What if we want to rename a file as follows rename(“foo”, “fuzzy”). This is an operation that uses several writes.

First the system will locate the working directory’s inode number by examining the process table and reading into RAM
The directory data is loaded into RAM and “foo” is found. “foo” is then changed to “fuzzy” in the directory’s data.
At some point, we will write the cache to disk.
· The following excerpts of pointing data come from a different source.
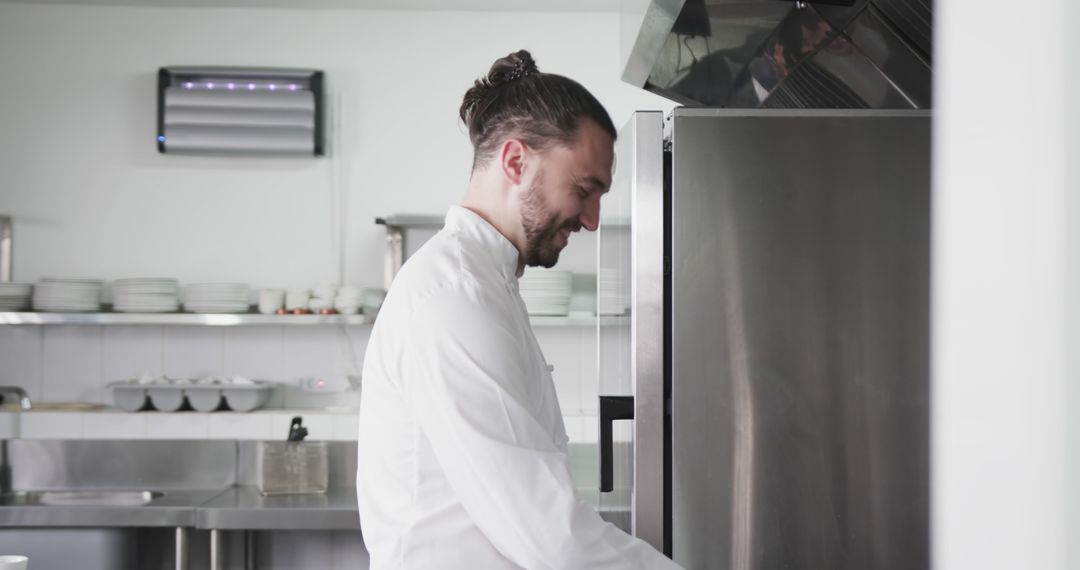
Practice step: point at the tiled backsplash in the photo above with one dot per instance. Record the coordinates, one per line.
(73, 363)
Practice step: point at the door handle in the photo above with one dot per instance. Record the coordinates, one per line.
(611, 408)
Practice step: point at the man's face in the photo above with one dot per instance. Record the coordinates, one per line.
(565, 194)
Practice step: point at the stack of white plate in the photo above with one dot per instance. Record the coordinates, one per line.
(547, 292)
(15, 296)
(613, 293)
(58, 296)
(145, 295)
(216, 298)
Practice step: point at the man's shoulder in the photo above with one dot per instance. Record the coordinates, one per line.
(445, 270)
(447, 263)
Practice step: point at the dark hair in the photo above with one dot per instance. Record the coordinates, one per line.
(516, 99)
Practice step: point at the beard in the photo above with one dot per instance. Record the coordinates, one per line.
(541, 229)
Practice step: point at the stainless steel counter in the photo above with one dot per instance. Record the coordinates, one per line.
(243, 507)
(173, 509)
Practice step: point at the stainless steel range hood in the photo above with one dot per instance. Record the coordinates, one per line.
(785, 54)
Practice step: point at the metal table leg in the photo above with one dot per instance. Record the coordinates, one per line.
(181, 548)
(394, 255)
(216, 552)
(250, 550)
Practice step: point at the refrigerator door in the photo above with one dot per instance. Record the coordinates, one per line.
(799, 326)
(630, 293)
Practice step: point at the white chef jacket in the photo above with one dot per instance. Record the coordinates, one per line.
(462, 459)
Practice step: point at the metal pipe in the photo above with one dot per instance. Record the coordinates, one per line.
(181, 548)
(5, 248)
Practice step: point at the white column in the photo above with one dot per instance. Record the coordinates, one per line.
(1003, 257)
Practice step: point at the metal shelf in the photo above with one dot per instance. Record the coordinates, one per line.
(253, 319)
(397, 224)
(539, 321)
(178, 319)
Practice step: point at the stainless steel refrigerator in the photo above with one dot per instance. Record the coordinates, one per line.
(774, 353)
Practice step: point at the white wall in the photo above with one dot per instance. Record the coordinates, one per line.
(1006, 297)
(91, 195)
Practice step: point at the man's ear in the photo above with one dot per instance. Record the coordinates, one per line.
(512, 160)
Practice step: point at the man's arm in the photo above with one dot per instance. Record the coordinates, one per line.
(466, 374)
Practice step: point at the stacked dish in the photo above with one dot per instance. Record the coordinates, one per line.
(15, 296)
(613, 297)
(547, 292)
(216, 298)
(57, 295)
(145, 295)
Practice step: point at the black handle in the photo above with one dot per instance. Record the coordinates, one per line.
(611, 408)
(296, 431)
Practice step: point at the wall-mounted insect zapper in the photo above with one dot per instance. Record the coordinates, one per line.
(243, 111)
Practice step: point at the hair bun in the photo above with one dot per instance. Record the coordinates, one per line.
(505, 69)
(512, 67)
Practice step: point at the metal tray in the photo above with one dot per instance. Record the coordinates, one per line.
(201, 397)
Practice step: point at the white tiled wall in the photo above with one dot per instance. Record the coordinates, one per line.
(75, 363)
(260, 424)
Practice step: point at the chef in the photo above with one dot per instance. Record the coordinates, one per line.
(462, 452)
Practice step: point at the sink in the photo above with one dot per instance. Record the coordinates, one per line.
(78, 498)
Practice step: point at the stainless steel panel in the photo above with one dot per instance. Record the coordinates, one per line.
(59, 464)
(631, 358)
(732, 53)
(7, 242)
(647, 325)
(800, 324)
(243, 507)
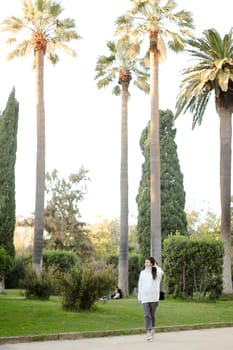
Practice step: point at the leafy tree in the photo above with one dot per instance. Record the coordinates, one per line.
(41, 31)
(202, 224)
(105, 237)
(5, 264)
(158, 21)
(62, 214)
(120, 68)
(8, 147)
(213, 72)
(173, 217)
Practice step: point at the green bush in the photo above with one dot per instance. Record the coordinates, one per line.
(17, 272)
(59, 260)
(83, 286)
(38, 287)
(193, 266)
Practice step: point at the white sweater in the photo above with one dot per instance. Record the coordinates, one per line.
(148, 288)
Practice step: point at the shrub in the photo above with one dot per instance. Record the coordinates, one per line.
(38, 287)
(17, 272)
(83, 286)
(59, 260)
(193, 266)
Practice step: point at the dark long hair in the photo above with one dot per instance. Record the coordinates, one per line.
(153, 269)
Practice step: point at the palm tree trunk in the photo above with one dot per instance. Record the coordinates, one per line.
(225, 188)
(155, 152)
(123, 254)
(40, 165)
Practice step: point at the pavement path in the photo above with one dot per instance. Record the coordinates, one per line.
(204, 339)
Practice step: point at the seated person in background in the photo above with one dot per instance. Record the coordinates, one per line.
(117, 294)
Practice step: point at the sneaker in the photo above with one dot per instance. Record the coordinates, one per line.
(149, 336)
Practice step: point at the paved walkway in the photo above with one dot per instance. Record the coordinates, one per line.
(212, 339)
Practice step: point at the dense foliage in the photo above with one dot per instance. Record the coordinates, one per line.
(193, 266)
(83, 286)
(173, 217)
(8, 147)
(62, 215)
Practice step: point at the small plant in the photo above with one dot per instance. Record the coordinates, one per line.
(82, 287)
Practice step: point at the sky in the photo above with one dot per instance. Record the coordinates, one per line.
(83, 123)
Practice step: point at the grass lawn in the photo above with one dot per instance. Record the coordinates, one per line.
(19, 316)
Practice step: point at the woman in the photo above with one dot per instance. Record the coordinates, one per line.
(148, 293)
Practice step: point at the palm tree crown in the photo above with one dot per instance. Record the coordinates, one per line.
(40, 28)
(159, 23)
(41, 31)
(156, 17)
(212, 73)
(120, 67)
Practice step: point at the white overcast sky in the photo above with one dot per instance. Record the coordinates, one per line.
(83, 123)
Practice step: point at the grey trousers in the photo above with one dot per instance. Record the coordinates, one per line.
(149, 314)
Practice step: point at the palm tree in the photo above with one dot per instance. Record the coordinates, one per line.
(151, 19)
(119, 67)
(213, 73)
(41, 31)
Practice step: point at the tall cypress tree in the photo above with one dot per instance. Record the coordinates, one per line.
(173, 217)
(8, 147)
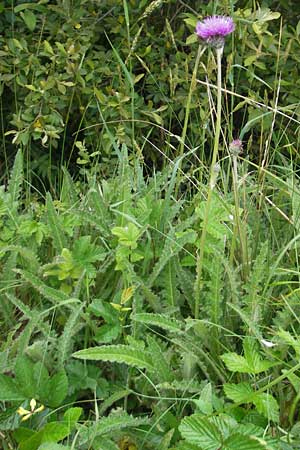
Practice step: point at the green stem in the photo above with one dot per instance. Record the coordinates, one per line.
(188, 106)
(212, 181)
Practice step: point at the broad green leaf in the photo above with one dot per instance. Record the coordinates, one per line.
(267, 405)
(117, 353)
(29, 19)
(107, 425)
(240, 442)
(55, 431)
(236, 363)
(58, 389)
(71, 416)
(239, 393)
(9, 390)
(24, 372)
(198, 430)
(57, 232)
(159, 320)
(53, 446)
(205, 402)
(291, 340)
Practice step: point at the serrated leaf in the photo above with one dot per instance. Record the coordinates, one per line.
(239, 393)
(240, 442)
(53, 446)
(267, 405)
(8, 390)
(205, 402)
(58, 389)
(29, 19)
(25, 376)
(159, 320)
(107, 425)
(198, 430)
(117, 353)
(57, 232)
(235, 363)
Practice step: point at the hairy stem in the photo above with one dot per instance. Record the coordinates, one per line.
(188, 107)
(212, 181)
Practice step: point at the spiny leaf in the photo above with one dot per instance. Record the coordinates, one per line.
(198, 430)
(164, 322)
(16, 178)
(57, 233)
(65, 341)
(54, 295)
(117, 353)
(108, 425)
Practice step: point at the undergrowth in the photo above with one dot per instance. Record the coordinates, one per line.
(111, 336)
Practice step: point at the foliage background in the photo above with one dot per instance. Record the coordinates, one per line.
(101, 221)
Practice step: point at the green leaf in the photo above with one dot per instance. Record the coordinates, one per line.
(240, 442)
(57, 232)
(205, 402)
(108, 425)
(71, 417)
(55, 431)
(164, 322)
(53, 446)
(236, 363)
(267, 405)
(16, 179)
(117, 353)
(54, 295)
(9, 390)
(29, 19)
(239, 393)
(25, 376)
(58, 389)
(198, 430)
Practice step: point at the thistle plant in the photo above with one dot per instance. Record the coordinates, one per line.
(211, 32)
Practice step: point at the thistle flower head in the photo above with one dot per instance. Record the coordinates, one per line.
(212, 30)
(236, 146)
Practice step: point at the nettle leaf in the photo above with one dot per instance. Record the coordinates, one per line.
(236, 363)
(289, 339)
(164, 322)
(267, 405)
(127, 235)
(241, 442)
(239, 393)
(9, 390)
(24, 372)
(251, 363)
(198, 430)
(108, 425)
(205, 402)
(118, 353)
(58, 389)
(71, 417)
(29, 18)
(52, 446)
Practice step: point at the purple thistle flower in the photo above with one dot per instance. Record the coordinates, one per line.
(236, 146)
(213, 29)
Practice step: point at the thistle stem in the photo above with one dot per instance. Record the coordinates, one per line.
(212, 182)
(200, 52)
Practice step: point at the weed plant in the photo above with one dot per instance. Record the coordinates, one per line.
(149, 220)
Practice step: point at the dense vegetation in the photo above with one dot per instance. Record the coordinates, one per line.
(149, 297)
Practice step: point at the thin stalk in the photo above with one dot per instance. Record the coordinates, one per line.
(212, 182)
(193, 84)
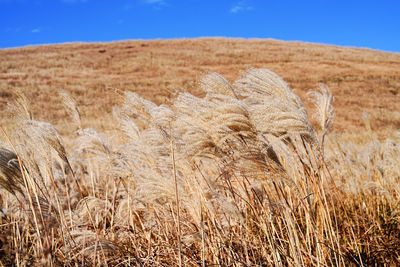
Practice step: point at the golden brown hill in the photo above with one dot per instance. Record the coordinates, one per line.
(360, 79)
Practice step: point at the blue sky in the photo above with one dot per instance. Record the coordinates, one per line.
(359, 23)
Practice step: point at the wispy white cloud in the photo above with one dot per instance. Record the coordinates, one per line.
(241, 6)
(74, 1)
(154, 2)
Using this method proves to be problematic. If there are multiple renames, and power loss is experienced in the middle of the operation, some files could get renamed while others are not. Furthermore, if a crash happens we could lose the fact that a rename was done in the first place. We could also experience a free space leak because the block bitmap could say that a block is in use when in reality it no longer is. Finally, we could encounter a situation where rename from one directory to another, but a crash causes the two directory entries to point to the same file. In this situation, the corresponding inode would only have a link count of 1. One way to fix this would be to temporarily increment the inode link count before the name change and then reset it after the operation is complete.

File System Invariants

When maintaing or using a file system, a record of important properties must always be kept on disk. File system invariants are statements that should always be true no matter what, even if the system crashes. There are many invariants, but with respect to file system, we focus on the following four BSD file system invariants:

Every block is used for exactly one purpose. In other words, a block has the option of serving as the boot sector, superblock, bitmap block, inode table, or data block. It can never fulfill more than one of these roles.
All referenced blocks are appropriately initialized according to that block's purpose.
All referenced data blocks are marked as used in the bitmap.
All unreferenced data blocks are marked as free in the bitmap.

Violation Penalties

Violating invariant 1 results in disaster. More specifically, the kernel could crash, data could be overwritten, bitmap could be overwritten, etc.
Violating invariant 2 results in disaster. More specifically, uninitialized blocks could cause the system to look at random data, follow null pointers, and in the worst case crash the operating system.
Violoating invariant 3 results in disaster. More specifically, data in blocks not marked as used could be overwritten. Data loss is a condition for disaster.
Violating invariant 4 results in a storage leak, but not a disaster. More specifically, unreferenced but marked data blocks may cause a decrease in efficiency and/or storage space.

fsck

This function can be used to recover lost files after a reboot. It works by looking through the raw device to find files that have link counts of 0 but are still marked as not free by the bit map. It then takes the bits found within these files and writes them to a file before putting all of the recovered files into a directory called /lost+found. Then makes these files only readable to root for security reasons.

Gzip Bug Continued

Let's now return to the bug in gzip. The reason for the potential loss of data is due to the fact that the disk will process requests out of order in most cases. This will sometimes cause the unlink to take place before the writes which is not bad in most cases, but if the system crashes before the writes take place and after the unlink then all of the data will be lost. There is however a fix being uploaded to the next version of gzip. To fix the bug in gzip, the statement:

If(fsync(ofd) != 0) Error();

Should be added right in between the two file closings. The fsync function forces the hardware to actually run all of the writes before unlinking the file. This way the file cannot be lost if a system crash occurs before all the writes have processes. Although this slows the program considerably, the safety of knowing your data is safe is sometimes worth the performance hit. However, this could be made to be much faster if the system simply knew that all the writes must be done before the unlink. This way the function could run other processes instead of the writes but avoid the potentially fatal unlink. Currently, there is no way to tell the kernel to do this.